Although Turkey has high expectations of being accepted as a pre-accession country – able to conduct entry negotiations to the EU – with a decision expected in late autumn as to whether this status will be confirmed - the government seems to be going out of its way to complicate issues.

Announced yesterday – to the outrage of the main opposition and women's groups – was its intention to make adultery a crime. Furthermore, this is supposed to be part of the package of reforms of the penal code, aimed at meeting EU criteria.

The outrage stems from the fact that although the previous adultery law, abolished six years ago, was applicable to men and women, it was used mainly against women, leading to "gender inequality".

Apparently the EU is also objecting to this new law, although it is not clear whether this is a principled objection, or whether it is concerned about the "gender equality" issue. If the latter, and the law were applied equally to men and women, presumably it would allow Turkey to go ahead.

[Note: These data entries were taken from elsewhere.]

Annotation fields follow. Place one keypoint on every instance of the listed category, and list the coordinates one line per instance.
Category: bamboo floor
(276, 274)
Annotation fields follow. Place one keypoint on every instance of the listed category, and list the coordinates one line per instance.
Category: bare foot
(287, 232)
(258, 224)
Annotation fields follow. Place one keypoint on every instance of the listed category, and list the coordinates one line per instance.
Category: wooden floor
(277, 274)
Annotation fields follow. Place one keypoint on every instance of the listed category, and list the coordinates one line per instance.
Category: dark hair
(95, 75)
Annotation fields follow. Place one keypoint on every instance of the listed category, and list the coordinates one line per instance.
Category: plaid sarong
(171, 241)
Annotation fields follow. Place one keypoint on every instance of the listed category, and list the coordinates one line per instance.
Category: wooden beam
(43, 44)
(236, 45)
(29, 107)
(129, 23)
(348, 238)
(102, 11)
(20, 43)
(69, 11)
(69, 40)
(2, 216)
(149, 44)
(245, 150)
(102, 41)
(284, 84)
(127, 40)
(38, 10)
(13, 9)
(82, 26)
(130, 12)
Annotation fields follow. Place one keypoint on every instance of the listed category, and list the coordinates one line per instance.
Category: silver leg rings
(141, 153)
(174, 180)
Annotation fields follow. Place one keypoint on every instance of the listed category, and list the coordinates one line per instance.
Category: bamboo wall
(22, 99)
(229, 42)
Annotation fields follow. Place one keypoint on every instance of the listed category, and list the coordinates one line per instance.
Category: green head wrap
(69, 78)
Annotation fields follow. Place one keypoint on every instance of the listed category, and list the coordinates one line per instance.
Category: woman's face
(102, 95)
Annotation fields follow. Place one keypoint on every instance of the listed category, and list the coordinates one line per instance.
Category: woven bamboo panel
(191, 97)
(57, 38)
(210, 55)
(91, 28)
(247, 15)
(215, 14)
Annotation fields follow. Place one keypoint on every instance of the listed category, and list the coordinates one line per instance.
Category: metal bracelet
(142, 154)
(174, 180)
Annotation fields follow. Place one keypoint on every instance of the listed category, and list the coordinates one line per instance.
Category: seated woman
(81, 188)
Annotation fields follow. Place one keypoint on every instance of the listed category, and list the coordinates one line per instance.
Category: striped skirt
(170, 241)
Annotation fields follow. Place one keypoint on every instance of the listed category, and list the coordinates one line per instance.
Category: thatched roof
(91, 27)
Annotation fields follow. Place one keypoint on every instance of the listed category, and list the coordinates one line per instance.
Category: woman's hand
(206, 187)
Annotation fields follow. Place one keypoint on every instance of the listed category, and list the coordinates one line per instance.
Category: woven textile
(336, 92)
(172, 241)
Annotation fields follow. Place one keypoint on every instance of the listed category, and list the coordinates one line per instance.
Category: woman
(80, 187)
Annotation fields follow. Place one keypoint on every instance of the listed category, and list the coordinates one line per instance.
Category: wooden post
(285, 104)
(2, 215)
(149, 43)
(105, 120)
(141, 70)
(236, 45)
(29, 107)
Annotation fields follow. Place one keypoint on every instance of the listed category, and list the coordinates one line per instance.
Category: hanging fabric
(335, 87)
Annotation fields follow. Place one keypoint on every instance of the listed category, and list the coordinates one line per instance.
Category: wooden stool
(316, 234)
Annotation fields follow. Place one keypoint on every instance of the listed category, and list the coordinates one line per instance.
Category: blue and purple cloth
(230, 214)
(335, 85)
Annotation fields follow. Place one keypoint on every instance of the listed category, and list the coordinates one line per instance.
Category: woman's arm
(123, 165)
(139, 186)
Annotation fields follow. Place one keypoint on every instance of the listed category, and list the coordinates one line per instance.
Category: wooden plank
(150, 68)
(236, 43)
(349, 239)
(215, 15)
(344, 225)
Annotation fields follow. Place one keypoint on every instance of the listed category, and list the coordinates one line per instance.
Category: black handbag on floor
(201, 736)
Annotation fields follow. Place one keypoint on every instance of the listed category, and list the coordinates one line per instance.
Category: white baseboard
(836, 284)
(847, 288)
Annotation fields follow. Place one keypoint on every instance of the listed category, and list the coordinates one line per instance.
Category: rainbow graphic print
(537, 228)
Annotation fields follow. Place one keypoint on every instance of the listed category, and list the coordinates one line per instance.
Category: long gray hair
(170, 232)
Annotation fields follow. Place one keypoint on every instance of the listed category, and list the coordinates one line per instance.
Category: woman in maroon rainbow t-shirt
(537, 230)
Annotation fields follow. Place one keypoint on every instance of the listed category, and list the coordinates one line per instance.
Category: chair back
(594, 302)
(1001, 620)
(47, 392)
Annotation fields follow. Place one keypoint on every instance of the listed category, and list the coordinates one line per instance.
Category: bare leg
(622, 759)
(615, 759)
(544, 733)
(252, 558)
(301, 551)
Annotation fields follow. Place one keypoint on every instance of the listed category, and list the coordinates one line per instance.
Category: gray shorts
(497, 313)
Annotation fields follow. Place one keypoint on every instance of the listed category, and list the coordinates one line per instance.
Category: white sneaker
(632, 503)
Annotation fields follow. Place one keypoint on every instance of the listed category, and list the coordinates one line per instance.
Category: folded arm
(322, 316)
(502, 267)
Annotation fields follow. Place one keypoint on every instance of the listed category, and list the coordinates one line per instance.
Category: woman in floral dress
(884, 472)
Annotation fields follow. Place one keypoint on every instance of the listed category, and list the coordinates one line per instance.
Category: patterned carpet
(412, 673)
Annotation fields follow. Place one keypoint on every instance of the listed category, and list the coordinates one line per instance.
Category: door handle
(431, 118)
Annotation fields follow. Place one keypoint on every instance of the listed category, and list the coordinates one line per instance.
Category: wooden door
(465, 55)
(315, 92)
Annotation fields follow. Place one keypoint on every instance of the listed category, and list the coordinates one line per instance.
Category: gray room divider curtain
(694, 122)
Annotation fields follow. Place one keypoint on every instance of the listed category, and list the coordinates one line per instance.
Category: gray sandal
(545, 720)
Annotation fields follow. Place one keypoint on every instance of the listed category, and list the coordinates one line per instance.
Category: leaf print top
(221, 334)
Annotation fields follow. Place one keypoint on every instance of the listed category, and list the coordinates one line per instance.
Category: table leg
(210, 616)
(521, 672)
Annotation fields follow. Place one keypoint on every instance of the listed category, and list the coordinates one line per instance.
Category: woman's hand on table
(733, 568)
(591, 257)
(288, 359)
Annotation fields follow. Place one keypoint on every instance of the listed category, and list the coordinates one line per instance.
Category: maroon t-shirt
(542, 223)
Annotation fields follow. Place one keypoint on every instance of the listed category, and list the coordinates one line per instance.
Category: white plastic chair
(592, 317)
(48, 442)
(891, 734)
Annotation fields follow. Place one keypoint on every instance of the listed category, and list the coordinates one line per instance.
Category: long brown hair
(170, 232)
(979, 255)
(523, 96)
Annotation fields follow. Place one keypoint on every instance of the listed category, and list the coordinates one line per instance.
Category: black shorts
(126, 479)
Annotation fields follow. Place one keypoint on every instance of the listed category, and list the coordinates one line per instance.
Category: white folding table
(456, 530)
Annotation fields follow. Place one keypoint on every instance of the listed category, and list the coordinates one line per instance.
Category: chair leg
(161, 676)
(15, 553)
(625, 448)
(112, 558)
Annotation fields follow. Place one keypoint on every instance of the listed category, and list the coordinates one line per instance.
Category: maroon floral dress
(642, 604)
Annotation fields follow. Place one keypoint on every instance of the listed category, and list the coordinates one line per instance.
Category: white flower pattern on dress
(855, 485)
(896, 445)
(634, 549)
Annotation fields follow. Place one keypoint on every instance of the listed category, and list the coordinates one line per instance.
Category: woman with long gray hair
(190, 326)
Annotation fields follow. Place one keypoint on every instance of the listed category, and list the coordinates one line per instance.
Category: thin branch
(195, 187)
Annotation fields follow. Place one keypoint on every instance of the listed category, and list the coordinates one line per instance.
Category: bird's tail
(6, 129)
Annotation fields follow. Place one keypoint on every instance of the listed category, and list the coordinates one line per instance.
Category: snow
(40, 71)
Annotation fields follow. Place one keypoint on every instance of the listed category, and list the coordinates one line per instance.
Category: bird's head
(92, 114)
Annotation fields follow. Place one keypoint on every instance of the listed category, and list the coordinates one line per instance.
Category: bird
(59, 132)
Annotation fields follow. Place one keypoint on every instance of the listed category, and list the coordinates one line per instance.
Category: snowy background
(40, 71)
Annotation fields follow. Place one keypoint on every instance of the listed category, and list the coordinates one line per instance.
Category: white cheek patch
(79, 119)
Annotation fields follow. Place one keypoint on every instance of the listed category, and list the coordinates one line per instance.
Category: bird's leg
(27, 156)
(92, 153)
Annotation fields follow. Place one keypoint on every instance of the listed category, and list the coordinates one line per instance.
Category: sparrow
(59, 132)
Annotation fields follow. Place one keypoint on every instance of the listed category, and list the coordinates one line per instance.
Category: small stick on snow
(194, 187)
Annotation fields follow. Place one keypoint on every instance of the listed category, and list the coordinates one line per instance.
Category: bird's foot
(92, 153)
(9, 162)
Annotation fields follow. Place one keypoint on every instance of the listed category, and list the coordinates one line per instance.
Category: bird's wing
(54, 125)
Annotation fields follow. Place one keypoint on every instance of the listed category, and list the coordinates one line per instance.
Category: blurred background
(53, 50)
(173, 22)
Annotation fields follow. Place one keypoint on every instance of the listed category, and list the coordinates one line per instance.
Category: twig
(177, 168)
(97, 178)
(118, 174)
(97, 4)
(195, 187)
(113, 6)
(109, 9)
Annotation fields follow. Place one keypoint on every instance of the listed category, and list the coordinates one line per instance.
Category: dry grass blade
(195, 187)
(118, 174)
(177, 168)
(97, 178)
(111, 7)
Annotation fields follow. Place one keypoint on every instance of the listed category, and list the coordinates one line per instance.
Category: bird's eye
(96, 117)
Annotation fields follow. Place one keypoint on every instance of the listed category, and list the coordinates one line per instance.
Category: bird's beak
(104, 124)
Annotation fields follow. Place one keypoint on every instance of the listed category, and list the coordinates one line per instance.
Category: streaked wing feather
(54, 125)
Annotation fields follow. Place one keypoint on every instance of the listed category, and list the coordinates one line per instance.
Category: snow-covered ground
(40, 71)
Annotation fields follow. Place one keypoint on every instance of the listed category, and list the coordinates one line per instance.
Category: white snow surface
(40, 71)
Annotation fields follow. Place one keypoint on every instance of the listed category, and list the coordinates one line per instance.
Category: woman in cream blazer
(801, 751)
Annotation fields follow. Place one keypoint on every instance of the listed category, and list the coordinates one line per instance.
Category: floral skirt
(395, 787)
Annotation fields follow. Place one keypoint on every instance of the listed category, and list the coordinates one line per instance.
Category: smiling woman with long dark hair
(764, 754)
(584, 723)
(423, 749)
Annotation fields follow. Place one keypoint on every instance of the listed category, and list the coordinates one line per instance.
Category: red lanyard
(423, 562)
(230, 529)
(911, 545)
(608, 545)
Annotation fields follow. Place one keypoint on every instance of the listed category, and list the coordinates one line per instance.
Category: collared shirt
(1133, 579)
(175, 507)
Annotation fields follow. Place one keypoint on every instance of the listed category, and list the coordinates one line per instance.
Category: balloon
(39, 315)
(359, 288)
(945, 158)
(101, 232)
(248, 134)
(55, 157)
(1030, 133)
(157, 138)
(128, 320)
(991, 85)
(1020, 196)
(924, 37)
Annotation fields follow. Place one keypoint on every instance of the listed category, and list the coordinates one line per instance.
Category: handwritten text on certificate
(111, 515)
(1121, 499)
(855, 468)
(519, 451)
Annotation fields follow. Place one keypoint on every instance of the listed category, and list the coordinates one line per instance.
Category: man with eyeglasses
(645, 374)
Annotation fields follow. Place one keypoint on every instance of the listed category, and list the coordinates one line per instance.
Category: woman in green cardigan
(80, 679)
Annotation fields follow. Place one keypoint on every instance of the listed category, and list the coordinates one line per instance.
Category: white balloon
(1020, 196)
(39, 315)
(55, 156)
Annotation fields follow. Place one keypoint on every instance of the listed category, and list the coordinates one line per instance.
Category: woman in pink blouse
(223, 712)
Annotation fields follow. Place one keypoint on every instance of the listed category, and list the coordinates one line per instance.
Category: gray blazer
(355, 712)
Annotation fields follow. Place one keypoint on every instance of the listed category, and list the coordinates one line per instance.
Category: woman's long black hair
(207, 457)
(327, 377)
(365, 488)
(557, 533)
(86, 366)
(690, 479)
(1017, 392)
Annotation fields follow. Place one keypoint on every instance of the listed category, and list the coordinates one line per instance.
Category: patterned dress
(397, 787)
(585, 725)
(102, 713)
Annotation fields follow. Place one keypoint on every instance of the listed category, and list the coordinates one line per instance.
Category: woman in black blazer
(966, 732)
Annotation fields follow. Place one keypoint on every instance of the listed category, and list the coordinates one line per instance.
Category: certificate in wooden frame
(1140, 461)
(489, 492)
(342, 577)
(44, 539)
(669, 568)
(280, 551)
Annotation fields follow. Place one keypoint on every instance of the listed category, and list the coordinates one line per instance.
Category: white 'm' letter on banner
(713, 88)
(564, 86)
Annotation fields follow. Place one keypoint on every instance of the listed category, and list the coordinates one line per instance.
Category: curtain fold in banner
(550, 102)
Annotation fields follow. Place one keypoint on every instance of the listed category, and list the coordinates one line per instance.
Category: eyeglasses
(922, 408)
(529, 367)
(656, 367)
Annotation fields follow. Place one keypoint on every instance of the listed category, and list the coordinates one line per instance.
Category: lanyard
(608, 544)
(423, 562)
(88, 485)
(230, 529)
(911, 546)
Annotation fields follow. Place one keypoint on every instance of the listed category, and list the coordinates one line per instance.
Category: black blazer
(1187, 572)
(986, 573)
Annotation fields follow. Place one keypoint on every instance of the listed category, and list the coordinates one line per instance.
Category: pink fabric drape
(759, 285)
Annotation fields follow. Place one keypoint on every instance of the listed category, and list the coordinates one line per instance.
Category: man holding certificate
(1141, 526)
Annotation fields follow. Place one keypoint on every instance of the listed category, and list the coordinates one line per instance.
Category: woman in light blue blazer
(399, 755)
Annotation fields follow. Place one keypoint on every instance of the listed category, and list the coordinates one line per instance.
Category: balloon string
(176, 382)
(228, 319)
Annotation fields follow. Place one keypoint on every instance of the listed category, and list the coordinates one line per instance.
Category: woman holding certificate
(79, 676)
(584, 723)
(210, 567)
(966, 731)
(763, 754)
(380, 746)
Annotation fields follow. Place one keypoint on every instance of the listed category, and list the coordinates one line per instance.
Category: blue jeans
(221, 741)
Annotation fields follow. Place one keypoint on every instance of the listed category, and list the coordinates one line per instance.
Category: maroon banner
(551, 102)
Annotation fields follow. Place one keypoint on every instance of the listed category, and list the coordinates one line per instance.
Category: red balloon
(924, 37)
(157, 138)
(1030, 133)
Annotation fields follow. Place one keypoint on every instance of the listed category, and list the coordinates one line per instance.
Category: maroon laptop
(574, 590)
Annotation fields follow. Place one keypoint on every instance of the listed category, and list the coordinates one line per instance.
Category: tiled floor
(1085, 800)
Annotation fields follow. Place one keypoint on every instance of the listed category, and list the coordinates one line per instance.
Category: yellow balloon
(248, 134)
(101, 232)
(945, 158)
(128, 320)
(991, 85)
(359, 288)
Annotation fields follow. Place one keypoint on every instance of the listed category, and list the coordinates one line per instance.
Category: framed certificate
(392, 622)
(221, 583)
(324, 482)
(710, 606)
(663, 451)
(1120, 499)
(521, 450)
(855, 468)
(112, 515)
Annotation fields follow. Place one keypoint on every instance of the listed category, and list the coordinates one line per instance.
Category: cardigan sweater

However, if adultery were made a crime, some EU parliamentarians could be in serious trouble. But while the MEPs could invoke parliamentary immunity, unless their co-criminals were of the same status, we could see their partners being convicted while the MEPs walked away Scot-free. And how would unfaithful "gays" be treated?

Altogether, Turkey's accession is already something of a "can of worms". But it would be ironic if this was the issue over which its application to join foundered.